Some benefits to explain to consumers:
- Premiums won’t increase over time, unlike with long term care insurance
- Value can be passed onto heirs
- Policyholders are able to access funds for LTC immediately
What is a chronic illness rider?
This rider is similar to a long term care rider with one big caveat. Chronic is the keyword here. The condition must be permanent and certified by a doctor before this rider kicks in.
A good example would be a condition, such as a stroke that causes brain impairment, from which the policyholder won’t recover even after therapy. This person qualifies for the chronic illness rider. A critical illness rider is also the same as chronic illness in that a person is unable to perform certain daily living activities resulting from anything be that cancer or a heart attack. Both are types of accelerated death benefit riders.
Alternatively, if the insured has a stroke and recovers and can function on their own, they wouldn’t qualify but instead they hopefully, and happily, can stay in their home.
Can the private sector alone solve the long term care planning problem?
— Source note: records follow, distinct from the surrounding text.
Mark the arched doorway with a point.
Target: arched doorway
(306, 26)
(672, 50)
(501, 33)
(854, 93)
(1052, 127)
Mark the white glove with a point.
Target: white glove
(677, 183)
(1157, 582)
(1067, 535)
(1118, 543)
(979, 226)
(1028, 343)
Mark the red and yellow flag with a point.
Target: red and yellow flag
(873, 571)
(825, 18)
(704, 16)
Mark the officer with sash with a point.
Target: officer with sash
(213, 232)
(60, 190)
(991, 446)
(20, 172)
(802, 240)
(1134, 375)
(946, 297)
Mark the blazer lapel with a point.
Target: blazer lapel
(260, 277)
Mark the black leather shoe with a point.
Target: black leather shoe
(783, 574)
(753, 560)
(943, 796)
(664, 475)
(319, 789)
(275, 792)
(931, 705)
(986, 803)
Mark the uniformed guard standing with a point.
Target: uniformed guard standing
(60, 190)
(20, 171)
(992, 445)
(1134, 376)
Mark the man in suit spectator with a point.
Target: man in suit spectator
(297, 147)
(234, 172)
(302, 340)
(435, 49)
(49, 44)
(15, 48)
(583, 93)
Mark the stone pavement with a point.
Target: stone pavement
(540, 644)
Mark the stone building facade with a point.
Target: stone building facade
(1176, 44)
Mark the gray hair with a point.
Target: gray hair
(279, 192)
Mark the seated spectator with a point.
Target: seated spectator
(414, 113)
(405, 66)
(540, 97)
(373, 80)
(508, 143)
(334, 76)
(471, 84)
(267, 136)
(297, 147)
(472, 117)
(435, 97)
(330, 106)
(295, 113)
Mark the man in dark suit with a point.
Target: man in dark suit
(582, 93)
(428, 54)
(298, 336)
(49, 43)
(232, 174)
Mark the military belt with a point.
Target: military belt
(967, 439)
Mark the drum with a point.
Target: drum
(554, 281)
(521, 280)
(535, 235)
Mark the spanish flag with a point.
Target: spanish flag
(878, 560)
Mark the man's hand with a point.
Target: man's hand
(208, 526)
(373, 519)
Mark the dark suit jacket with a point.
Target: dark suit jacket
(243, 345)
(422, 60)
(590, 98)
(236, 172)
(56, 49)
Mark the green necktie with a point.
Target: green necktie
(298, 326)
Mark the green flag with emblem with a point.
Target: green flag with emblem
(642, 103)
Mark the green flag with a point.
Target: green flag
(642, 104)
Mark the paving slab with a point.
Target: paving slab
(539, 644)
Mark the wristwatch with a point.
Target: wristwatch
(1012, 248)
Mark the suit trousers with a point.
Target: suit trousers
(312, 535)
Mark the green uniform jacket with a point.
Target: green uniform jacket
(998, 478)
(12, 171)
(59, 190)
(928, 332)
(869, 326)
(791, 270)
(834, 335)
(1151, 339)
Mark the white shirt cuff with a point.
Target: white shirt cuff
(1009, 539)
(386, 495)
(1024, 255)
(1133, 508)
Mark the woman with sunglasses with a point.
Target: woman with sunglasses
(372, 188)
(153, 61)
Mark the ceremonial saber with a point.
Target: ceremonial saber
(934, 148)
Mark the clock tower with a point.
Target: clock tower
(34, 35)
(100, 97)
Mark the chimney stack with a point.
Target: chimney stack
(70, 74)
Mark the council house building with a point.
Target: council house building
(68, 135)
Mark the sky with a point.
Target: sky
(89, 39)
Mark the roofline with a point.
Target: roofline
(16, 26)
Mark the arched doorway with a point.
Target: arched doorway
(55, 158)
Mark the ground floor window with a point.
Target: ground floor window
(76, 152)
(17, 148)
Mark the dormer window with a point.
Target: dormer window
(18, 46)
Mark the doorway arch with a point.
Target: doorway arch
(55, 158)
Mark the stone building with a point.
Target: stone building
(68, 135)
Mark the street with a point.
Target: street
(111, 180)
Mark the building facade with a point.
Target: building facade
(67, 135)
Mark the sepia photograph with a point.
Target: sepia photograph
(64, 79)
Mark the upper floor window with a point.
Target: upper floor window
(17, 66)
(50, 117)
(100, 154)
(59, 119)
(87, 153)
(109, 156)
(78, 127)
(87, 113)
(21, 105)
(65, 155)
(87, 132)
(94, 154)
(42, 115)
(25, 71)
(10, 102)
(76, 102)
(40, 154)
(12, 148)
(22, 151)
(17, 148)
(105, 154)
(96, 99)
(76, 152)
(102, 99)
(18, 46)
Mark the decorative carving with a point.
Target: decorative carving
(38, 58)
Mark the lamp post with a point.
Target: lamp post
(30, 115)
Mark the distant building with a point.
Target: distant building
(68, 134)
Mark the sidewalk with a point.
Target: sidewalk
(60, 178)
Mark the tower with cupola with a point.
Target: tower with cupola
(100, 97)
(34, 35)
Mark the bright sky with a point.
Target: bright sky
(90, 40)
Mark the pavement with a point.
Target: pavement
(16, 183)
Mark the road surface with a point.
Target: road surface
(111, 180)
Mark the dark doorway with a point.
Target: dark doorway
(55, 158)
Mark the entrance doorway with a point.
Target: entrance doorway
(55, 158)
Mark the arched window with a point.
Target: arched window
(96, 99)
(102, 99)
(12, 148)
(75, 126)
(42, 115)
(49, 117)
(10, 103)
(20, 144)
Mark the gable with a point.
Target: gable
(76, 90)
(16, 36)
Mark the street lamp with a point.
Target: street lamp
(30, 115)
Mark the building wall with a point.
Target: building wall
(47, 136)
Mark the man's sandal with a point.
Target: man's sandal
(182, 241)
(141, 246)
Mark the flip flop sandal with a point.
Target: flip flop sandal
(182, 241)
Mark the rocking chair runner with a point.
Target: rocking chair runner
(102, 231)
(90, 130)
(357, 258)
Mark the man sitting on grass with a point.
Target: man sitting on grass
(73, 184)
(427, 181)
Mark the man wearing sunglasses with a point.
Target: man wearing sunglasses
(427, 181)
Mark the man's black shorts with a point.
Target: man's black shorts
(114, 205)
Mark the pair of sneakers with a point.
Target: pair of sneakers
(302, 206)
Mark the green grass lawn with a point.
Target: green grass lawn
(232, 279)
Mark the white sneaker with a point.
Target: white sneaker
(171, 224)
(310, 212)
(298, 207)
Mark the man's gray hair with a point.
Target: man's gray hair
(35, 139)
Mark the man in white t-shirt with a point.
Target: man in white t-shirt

Carriers, with creative thought and approach, are already beginning to assist in filling the gap left by disappearing long term care insurance with the aforementioned riders. However, there is much work to do. Producers can begin by educating themselves and their clients about the current landscape and available alternatives. Doing so will help consumers view their insurance agents as valuable assets in their quest for effective and safe long term care services.
Lawmakers are beginning to take notice of this problem as well. In 2019, Washington state lawmakers passed a long term care social-insurance program, which is funded by a small payroll tax. This first-of-its kind program could be catching on in other states but speed is generally not the government’s forte.
This leaves it up to carriers and the private sector to step up to the plate and producers to take a swing.
Please note that at AgentSync, we provide data-driven tech solutions to insurance businesses – while we hope you find our perspective useful and interesting, we aren’t providing legal or financial advice. Do your own research and due diligence to follow the guidelines and regulations of your jurisdiction.